Assim, o desenvolvimento do capitalismo financeiro contemporâneo associou-se ao mundo da Arte para se potenciar. Não se deve entender com isso que seja um capitalismo menos cínico ou menos agressivo quanto ao lucro e à conquista dos mercados. O que daí decorre é que estamos num novo ciclo marcado por uma relativa indiferenciação das esferas económica e estética, pela desregulamentação das distinções entre o económico e o estético, a indústria e o estilo, a moda e a arte, o divertimento e o cultural, o comercial e o criativo, a cultura de massa e a alta cultura. Doravante, nas economias da hipermodernidade, essas esferas se hibridizam, se misturam, se interpenetram. Uma lógica de indiferenciação que é menos pós-moderna do que hipermoderna, a tal ponto se inscreve na dinâmica de fundo das economias modernas que se caracterizam pela otimização dos resultados e pelo cálculo sistemático dos custos e benefícios.

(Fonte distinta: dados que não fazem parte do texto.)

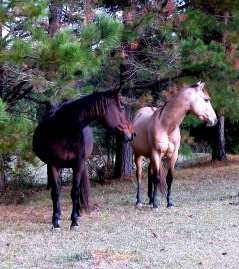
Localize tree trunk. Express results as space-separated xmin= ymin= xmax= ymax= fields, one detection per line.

A profusão da estética hipermoderna é filha das “águas frias do cálculo egoísta”, como disse Karl Marx. É a cultura moderna da racionalidade instrumental. E da eficiência económica do "Crescimento? Sempre!" . E contínuo. A dominação da racionalidade produtiva e mercantil não elimina de modo algum o avanço das lógicas sensíveis e intuitivas, qualitativas e estéticas. E, simultaneamente, a uniformidade planetária do “calcular tudo” não deve ocultar a excrescência das criações de intuito emocional. A lei homogénea do economicismo, e da produtividade do mundo do trabalho, é o que leva a uma estetização sem limites e ao mesmo tempo pluralista, privada de unidade e de critérios consensuais.